Certaines pièces - "les Loups" ou "les Vaincus" notamment - laissent deviner leur modèle, Coppée en l'occurrence, et relèvent d'une rhétorique plutôt conventionnelle. Il en va de même pour les contes diaboliques de "Naguère" qui s'inscrivent dans une veine résolument romantique, au demeurant tournée ailleurs en dérision par le poème intitulé "Dizain mil huit cent trente".

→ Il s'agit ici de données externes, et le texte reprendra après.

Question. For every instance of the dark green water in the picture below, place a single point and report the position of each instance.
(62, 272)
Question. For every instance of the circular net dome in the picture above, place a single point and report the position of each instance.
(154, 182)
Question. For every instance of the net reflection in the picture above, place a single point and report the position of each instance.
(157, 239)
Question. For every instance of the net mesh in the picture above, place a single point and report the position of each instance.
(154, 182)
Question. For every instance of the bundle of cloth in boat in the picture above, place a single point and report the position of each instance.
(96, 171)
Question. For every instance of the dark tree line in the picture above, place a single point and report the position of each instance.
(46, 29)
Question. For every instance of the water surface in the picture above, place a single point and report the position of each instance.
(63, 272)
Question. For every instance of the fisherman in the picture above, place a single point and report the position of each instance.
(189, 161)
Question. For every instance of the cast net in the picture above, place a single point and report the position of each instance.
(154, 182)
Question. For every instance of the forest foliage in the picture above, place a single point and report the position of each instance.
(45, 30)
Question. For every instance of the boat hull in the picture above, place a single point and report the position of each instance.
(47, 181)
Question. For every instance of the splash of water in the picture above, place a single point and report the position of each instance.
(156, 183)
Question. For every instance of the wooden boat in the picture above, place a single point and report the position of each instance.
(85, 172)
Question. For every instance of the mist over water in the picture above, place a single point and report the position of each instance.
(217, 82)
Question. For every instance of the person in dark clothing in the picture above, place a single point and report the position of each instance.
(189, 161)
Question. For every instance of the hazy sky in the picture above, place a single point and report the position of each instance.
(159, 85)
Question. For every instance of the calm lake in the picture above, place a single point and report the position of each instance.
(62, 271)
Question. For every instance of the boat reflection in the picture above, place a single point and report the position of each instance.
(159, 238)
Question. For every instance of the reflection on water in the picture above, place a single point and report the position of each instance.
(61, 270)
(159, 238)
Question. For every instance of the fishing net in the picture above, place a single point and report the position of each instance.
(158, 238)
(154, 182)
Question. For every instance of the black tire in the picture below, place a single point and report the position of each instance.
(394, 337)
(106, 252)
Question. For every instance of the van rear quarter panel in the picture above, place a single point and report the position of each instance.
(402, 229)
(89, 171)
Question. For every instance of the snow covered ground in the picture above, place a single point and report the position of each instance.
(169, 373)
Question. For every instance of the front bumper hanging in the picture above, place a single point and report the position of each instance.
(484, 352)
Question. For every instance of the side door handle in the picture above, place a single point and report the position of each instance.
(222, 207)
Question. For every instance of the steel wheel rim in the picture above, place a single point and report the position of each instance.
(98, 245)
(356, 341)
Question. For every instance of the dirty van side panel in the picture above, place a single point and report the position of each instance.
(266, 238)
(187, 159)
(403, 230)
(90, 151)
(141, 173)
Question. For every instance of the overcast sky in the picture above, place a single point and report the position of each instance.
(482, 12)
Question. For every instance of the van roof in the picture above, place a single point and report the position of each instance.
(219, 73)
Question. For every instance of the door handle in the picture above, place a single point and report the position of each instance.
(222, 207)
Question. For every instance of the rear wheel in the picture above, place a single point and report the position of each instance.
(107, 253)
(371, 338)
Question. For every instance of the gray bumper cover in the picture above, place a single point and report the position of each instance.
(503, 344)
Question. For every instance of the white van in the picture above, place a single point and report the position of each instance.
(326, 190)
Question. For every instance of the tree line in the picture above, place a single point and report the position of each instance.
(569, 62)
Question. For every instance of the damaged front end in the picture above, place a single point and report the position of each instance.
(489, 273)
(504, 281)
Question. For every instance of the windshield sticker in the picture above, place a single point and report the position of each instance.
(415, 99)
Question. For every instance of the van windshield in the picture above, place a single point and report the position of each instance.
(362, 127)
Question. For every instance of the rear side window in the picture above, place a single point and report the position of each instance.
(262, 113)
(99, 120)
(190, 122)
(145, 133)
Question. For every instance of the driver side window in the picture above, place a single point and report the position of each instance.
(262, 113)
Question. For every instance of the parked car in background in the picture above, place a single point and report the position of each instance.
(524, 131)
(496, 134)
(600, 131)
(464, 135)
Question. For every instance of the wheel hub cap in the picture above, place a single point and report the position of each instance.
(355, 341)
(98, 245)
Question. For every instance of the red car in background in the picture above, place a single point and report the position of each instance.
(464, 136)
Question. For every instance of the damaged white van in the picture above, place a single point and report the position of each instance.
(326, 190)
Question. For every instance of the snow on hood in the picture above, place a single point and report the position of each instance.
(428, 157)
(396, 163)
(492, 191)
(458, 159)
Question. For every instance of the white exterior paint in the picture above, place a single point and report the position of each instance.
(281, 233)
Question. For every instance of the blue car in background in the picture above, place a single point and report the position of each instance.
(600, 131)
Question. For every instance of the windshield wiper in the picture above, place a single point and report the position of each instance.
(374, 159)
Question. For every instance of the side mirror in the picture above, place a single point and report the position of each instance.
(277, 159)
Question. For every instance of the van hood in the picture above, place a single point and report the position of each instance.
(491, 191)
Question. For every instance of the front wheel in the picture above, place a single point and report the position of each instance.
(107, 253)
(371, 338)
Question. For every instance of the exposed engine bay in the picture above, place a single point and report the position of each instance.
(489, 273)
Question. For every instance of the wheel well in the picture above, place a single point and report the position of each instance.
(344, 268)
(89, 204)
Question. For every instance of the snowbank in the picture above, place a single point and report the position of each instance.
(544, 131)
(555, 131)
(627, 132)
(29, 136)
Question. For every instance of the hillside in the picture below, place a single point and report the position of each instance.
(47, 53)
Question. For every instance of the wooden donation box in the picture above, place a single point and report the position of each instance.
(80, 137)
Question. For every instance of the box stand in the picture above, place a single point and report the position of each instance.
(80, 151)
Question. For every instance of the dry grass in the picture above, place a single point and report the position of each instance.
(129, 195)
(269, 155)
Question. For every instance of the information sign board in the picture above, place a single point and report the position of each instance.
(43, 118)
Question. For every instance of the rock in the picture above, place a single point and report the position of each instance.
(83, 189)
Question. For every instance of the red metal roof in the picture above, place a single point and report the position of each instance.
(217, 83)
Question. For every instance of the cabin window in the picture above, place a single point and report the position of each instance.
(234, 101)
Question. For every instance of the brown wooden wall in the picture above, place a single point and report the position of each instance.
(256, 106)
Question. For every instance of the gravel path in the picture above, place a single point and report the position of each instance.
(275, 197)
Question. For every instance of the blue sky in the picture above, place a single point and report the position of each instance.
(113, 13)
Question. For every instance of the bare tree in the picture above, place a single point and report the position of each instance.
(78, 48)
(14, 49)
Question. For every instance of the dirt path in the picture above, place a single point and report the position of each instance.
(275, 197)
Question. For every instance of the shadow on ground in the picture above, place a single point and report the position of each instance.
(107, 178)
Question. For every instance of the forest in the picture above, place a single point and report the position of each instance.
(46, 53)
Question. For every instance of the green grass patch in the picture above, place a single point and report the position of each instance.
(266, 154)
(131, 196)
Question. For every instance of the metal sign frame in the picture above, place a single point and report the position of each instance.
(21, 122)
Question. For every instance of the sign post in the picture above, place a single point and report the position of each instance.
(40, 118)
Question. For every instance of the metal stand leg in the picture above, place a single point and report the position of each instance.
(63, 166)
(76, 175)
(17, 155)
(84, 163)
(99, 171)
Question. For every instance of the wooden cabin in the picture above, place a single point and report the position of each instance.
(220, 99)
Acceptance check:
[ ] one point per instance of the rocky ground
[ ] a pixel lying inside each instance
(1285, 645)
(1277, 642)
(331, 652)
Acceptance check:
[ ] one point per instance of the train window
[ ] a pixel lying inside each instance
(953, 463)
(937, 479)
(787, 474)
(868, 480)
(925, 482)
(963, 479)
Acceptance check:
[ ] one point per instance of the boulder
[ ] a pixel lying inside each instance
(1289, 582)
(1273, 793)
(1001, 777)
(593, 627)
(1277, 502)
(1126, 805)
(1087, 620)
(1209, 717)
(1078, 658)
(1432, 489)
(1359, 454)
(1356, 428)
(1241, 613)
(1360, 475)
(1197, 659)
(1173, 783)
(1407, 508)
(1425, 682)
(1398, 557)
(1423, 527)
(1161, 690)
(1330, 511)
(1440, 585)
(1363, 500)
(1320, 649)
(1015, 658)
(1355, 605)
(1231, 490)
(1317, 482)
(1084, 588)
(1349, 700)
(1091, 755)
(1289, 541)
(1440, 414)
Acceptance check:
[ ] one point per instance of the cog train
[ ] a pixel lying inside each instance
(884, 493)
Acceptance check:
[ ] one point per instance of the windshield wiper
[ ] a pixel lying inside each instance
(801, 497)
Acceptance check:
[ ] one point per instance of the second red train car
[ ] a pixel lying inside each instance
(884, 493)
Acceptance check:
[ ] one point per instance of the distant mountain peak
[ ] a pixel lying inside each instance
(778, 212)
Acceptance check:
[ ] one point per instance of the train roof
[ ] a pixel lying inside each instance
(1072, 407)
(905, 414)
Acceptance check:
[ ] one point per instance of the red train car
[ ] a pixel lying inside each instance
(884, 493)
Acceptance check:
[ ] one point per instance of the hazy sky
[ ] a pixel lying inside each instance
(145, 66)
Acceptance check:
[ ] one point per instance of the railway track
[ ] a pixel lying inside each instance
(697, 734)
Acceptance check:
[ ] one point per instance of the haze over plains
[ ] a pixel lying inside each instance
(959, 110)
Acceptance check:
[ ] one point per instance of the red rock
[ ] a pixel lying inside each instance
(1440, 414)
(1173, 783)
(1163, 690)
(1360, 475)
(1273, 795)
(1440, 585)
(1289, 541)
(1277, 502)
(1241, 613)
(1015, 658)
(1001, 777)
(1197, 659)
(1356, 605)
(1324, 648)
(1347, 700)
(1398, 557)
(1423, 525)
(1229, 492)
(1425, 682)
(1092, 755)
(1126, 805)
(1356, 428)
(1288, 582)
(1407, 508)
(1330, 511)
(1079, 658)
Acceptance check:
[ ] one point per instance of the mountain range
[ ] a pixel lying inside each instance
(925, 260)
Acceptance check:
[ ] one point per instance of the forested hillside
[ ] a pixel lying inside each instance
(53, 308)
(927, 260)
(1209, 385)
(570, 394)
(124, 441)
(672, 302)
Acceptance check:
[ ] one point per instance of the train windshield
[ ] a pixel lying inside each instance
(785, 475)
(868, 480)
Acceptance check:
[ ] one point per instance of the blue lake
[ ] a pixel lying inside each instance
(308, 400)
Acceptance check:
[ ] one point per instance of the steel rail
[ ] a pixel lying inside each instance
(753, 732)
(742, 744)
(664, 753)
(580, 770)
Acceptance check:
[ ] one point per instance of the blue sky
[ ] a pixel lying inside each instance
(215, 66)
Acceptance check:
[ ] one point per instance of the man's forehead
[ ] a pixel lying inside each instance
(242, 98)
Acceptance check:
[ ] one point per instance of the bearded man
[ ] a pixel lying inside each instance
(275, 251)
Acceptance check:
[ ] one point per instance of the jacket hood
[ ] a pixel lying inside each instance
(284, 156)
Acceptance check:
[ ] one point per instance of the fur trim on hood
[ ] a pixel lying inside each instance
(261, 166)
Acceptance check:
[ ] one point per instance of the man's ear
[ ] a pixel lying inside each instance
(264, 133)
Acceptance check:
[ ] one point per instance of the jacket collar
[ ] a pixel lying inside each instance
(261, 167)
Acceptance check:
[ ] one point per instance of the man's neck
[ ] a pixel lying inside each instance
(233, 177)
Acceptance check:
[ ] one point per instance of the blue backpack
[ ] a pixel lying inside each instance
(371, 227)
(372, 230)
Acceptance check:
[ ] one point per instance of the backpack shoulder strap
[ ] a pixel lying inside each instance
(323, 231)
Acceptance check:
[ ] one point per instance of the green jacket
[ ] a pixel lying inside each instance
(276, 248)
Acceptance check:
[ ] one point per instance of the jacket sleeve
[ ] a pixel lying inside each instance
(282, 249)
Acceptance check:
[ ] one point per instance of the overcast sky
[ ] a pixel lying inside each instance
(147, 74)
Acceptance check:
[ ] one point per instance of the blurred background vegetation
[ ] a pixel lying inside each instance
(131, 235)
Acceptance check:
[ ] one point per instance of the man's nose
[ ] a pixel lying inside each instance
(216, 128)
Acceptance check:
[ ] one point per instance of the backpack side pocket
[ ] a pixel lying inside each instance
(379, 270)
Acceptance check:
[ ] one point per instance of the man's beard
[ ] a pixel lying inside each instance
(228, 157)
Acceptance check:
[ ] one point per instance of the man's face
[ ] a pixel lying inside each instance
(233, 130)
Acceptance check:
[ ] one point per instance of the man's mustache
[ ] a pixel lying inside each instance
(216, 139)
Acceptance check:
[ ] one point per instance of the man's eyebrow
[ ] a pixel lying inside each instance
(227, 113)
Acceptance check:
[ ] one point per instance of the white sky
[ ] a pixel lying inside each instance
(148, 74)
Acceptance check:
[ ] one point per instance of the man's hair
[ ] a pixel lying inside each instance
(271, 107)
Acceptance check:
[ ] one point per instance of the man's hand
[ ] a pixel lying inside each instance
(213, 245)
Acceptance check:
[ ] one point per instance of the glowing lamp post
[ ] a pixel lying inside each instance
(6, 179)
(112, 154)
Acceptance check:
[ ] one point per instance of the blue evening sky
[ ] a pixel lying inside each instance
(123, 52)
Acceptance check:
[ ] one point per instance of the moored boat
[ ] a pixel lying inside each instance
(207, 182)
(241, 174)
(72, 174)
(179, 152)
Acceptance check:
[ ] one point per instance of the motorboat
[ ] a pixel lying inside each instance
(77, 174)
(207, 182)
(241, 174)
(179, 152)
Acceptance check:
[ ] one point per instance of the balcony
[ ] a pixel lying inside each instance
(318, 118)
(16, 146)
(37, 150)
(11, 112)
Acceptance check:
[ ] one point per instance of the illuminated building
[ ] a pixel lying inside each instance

Plus attachantes sont les pièces où l'on reconnaît la voix proprement verlainienne, dont le fameux "Art poétique" dégage les principes fondamentaux: "De la musique avant toute chose, / Et pour cela préfère l'Impair", "Il faut aussi que tu n'ailles point / Choisir tes mots sans quelque méprise", "Car nous voulons la Nuance encor, / Pas la Couleur, rien que la nuance!", "Prends l'éloquence et tords-lui son cou!" Abolie la frontière entre la réalité et le songe, l'univers verlainien se déploie alors, avec ses ambiguïtés et ses nuances, ses vertiges et sa magie. Protéiforme, insaisissable et mouvant, il est comme vu en effet dans un "Kaléidoscope": "Ce sera comme quand on rêve et qu'on s'éveille! / Et que l'on se rendort et que l'on rêve encor." L'emploi du futur ici, tout comme ailleurs celui du conditionnel - "A grands plis sombres une ample tapisserie / De haute lice, avec emphase descendrait" ("Intérieur") - ou de l'irréel du passé - "J'eusse été fatal" ("Dizain mil huit cent trente") - contribuent à estomper toute limite entre le réel et la rêverie: "Toute histoire qui se mouille / De délicieuses larmes, / [...] Aussitôt chez moi s'embrouille, / Se mêle à d'autres encore, / Finalement s'évapore / En capricieuses nues" ("Images d'un sou"). Imprécis et fugace, porteur tout à la fois de souffrance et de plaisir, le paysage verlainien est toujours suspendu au bord de sa propre dissolution.